Participant outcomes shall include, but not be limited to, the following: (i) a reduction in child maltreatment numbers; (ii) children who, on average, meet developmentally appropriate expectations; (iii) parents who have knowledge of positive parenting and child development; (iv) families who have access to health care; and (v) referrals of families to different programs to encourage further growth and development.
(d) Funding preference shall be given to home visiting programs developed pursuant to this section.

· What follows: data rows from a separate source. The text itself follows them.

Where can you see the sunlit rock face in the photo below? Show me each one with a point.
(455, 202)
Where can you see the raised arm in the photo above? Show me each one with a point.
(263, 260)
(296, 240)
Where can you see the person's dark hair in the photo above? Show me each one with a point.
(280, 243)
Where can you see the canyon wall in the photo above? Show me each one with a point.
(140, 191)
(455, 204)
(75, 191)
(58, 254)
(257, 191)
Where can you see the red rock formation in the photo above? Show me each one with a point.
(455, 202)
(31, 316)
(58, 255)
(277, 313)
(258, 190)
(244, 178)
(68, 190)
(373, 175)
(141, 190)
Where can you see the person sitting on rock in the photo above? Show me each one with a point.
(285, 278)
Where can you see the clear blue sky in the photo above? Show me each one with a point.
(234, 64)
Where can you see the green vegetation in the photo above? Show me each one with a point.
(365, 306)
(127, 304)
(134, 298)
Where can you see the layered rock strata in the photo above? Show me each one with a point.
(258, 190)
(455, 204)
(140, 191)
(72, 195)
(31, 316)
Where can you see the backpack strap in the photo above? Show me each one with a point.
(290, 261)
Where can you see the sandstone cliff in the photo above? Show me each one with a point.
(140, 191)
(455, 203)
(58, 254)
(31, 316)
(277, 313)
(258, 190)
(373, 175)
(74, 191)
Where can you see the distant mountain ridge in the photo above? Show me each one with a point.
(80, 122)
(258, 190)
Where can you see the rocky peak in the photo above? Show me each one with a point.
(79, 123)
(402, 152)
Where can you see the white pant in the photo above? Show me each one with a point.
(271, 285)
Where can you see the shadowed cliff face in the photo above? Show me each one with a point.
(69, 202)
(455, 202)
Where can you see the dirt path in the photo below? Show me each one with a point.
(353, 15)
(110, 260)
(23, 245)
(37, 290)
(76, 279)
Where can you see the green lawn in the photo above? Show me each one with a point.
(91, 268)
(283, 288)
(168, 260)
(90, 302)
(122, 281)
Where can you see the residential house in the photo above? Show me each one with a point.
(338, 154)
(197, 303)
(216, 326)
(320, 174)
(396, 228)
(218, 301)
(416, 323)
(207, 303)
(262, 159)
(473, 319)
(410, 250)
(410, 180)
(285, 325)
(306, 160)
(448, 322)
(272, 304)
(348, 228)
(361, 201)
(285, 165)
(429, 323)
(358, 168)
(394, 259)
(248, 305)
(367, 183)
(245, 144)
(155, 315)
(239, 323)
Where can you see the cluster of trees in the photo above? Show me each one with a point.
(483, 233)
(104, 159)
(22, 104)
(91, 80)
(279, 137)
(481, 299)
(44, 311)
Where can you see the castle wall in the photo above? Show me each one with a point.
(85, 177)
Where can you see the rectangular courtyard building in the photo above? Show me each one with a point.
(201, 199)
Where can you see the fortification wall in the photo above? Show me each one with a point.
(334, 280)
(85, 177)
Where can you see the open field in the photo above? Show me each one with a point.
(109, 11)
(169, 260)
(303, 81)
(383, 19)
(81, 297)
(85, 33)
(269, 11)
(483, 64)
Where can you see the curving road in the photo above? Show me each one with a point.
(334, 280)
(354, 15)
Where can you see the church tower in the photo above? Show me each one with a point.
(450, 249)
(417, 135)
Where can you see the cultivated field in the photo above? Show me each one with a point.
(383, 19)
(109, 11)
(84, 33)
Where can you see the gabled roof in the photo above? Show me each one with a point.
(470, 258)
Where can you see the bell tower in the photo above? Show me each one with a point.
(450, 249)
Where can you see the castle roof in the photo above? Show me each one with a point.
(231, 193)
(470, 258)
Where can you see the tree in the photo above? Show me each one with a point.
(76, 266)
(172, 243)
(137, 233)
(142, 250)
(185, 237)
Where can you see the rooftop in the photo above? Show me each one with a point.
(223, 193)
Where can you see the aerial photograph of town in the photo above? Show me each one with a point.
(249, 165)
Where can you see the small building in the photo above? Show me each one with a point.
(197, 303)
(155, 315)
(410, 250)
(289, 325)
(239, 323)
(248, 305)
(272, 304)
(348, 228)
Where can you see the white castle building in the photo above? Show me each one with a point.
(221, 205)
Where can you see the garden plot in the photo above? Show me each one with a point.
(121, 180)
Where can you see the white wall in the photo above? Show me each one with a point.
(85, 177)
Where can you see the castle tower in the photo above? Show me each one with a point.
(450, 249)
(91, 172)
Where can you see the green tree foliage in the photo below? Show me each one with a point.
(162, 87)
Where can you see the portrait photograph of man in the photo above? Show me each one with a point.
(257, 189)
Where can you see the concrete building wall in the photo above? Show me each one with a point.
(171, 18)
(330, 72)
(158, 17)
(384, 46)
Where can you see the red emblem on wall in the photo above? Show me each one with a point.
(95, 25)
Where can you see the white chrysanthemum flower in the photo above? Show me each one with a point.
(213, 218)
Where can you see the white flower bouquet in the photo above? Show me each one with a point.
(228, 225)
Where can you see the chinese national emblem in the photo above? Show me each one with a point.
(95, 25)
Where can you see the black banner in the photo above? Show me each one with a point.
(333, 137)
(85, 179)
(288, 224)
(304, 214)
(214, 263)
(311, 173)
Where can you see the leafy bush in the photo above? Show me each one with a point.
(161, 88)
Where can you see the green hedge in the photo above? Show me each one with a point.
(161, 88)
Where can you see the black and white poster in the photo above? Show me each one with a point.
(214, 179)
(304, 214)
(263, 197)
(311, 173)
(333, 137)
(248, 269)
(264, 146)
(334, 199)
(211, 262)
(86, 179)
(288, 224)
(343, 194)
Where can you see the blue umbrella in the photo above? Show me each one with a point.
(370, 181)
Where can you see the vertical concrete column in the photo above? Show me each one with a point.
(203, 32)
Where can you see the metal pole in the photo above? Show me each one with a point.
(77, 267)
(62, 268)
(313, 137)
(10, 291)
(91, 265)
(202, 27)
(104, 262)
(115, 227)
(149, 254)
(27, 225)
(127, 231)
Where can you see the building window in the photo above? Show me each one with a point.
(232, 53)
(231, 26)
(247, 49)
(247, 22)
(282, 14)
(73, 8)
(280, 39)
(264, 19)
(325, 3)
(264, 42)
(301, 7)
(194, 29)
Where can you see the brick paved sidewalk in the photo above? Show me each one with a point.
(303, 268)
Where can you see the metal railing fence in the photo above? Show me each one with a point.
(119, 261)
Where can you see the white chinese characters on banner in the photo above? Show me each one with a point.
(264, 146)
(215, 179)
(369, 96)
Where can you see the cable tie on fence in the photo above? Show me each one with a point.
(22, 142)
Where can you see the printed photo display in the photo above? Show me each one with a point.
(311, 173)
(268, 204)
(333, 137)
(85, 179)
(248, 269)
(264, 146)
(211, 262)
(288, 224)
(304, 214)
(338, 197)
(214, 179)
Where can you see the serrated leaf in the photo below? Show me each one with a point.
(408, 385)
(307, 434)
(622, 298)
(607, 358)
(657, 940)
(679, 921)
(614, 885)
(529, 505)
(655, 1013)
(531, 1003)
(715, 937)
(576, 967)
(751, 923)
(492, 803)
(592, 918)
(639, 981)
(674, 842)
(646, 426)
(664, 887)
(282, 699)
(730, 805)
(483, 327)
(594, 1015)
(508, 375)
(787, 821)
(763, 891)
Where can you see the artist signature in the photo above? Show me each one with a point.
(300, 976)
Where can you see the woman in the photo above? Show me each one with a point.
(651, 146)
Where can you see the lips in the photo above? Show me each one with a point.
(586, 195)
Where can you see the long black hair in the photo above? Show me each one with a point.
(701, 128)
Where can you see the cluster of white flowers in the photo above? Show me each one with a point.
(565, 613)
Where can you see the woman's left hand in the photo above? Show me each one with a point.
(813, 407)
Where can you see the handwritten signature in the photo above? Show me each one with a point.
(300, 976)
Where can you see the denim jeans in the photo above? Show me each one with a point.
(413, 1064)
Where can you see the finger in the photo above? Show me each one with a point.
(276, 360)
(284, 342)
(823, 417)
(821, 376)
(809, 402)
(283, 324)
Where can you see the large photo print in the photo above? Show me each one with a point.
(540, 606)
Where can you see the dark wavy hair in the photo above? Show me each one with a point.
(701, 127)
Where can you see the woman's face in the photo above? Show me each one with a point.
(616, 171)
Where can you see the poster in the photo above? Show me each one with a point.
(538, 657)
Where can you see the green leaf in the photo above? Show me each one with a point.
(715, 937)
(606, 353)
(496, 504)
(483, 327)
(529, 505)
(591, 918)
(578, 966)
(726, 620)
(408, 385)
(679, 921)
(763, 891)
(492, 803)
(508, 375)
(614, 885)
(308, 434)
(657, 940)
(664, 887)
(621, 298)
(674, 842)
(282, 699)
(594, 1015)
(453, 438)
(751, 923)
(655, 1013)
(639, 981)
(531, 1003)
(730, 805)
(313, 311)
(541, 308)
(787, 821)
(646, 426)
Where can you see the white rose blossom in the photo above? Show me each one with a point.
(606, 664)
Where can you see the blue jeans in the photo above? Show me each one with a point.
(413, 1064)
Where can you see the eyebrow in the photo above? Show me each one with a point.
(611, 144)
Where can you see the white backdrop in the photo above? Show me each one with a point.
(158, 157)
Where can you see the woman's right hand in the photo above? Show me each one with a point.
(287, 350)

(e) The Children’s Trust in collaboration with public and private child serving agencies, including but not limited to those who are licensed by the Executive Office of Education and the Executive Office of Health and Human Services shall submit a report on both evidence- based and promising practice programs to the Clerks of the House of Representative and the Senate the House and Senate Committees on Ways and Means and the Joint Committee on Children, Families and Persons with Disabilities, on or before December 1 of each year. The report shall include, but not be limited to, the following: locations of programs, numbers of families served, length of stay of families in program, referrals of families to other programs, percentage of participants who graduate from the program, percentage of families accessing health care, percentage of parents in positive parenting process, readiness of child/children to participate in a continuum of learning, reduction of child maltreatment numbers, professional development progress of staff, reports of ongoing evaluation and modifications made to promising programs to elevate them to evidenced-based programs.
SECTION 2. No later than 180 days after the passage of this act, the Children’s Trust, in collaboration with public and private child serving agencies including but not limited to those licensed by the Executive Office of Education and the Executive Office of Health and Human Services shall develop standards and regulations deemed necessary to implement the New Born Home Visiting protocol.